The Government of Malaysia does not fully comply with the minimum standards for the elimination of trafficking. The government has not shown evidence of overall increasing efforts to address human trafficking compared to the previous year; therefore, Malaysia is placed on Tier 2 Watch List for a third consecutive year. Malaysia was granted a waiver from an otherwise required downgrade to Tier 3 because its government has a written plan that, if implemented, would constitute making significant efforts to meet the minimum standards for the elimination of trafficking and is devoting sufficient resources to implement that plan. During the year, the government continued to confine foreign victims to substandard facilities and failed to provide them with sufficient legal, translation, or psychological resources; government-certified victims cannot opt to reside outside these facilities. Malaysia’s anti-trafficking law does not include adequate provisions for the protection of victims, and the government did not take steps to amend its laws to allow certified victims to reside outside government facilities.
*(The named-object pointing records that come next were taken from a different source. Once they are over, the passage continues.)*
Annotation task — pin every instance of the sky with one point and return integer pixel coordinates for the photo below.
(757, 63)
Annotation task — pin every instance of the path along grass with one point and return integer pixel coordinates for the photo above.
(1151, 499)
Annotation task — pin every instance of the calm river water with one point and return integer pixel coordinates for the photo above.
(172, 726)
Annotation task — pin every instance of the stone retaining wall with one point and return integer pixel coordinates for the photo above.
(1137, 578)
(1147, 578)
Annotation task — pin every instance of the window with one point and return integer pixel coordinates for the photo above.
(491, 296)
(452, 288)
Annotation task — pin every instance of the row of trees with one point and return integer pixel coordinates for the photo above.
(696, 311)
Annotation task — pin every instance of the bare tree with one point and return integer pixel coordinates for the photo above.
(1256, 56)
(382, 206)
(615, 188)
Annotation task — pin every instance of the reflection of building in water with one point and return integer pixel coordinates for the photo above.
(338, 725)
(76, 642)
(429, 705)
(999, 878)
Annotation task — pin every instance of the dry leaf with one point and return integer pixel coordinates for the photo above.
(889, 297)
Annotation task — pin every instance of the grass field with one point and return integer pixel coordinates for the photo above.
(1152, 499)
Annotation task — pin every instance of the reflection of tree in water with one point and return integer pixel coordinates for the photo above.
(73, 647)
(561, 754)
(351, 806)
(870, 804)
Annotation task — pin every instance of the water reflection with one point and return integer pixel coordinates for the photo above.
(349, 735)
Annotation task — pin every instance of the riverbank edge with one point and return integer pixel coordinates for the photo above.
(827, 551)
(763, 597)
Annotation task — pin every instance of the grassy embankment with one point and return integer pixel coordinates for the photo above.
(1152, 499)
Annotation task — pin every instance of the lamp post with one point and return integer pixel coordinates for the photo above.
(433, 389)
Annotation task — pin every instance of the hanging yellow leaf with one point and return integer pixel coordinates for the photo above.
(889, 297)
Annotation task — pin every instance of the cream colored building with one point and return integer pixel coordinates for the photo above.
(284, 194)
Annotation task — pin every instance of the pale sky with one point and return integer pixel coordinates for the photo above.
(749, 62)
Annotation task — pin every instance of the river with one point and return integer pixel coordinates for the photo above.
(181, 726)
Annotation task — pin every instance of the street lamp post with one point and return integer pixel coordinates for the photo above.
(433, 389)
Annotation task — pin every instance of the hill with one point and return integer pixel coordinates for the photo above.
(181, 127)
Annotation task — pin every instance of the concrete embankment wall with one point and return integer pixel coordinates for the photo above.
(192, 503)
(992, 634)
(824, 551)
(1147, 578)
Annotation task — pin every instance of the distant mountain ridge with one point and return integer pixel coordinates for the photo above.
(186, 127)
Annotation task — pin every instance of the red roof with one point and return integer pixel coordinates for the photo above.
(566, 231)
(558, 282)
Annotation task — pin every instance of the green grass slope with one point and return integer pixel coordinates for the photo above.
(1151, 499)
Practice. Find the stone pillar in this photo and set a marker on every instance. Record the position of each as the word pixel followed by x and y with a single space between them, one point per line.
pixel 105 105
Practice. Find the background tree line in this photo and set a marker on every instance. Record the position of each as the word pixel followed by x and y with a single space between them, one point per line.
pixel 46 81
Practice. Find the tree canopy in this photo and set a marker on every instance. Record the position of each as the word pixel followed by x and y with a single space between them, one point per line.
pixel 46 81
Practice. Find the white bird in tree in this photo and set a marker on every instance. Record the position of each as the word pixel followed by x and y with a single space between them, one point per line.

The government took steps to ameliorate the poor conditions faced by officially certified trafficking victims – such as granting three-year work permits to one group of 32 male victims of forced labor – but it did not take the more meaningful steps of structurally reforming the unnecessarily complex victim identification and protection regime that likely causes further harm to victims. Front-line officials continued to lack the ability to recognize indicators of human trafficking, limiting their efforts to assist victims and to investigate, prosecute, and convict trafficking offenders.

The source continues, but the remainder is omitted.